Reactive oxide species-scavenging lipid-polymer nanoparticles for neuroprotection after spinal cord injury

Abstract

Suppression of secondary damage following traumatic spinal cord injury (SCI) remains a great challenge in the clinical treatment of acute SCI. To date, the most validated treatment in clinic is the use of antioxidants to reduce reactive oxygen species (ROS)-induced oxidative damage during the secondary injury process. However, clinically available antioxidants, such as methylprednisolone, commonly lead to modest improvement in neurological recovery and yet are accompanied with serious side effects.
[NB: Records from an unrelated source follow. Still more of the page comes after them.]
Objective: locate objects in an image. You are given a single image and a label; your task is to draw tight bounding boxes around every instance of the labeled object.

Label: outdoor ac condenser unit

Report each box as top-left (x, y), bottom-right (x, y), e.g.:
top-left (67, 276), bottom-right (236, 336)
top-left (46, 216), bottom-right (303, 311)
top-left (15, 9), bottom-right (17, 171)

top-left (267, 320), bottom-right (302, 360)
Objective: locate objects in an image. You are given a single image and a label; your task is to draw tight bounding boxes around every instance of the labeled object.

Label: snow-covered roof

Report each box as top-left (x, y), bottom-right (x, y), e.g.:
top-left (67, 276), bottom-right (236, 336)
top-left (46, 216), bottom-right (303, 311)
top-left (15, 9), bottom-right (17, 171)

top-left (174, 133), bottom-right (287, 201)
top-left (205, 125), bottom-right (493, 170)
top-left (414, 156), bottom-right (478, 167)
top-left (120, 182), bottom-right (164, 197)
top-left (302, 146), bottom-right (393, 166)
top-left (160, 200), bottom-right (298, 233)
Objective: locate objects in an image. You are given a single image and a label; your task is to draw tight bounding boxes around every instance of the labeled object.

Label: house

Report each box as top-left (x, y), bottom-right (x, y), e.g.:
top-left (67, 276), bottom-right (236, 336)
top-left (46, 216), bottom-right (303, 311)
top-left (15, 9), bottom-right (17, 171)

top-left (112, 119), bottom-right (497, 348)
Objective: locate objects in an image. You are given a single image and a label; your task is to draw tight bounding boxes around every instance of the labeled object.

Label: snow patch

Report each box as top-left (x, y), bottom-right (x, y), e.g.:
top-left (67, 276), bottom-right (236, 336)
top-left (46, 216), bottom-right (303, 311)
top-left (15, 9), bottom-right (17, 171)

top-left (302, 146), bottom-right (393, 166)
Herein, we report on the development of lipid-polymer nanoparticles (denoted as PELPNPs) with a high ROS-scavenging ability that effectively eliminated ROS and thus reduced long-term secondary injury in a clinically relevant rat SCI model. In vitro tests demonstrated that PELPNPs could readily scavenge overproduced ROS, reduce inflammation, and protect glial cells and neurons against H2O2-induced oxidative damage. After intravenous administration, PELPNPs significantly improved the recovery of locomotor function and reduced the lesion area through effective protection of neurons and myelin sheaths. Mechanism studies proved that the superior therapeutic effect of PELPNPs was attributed to their high ROS scavenging and anti-inflammatory abilities. Thus, the proposed ROS-scavenging nanoparticle system shows promise for effective treatment of clinical SCI.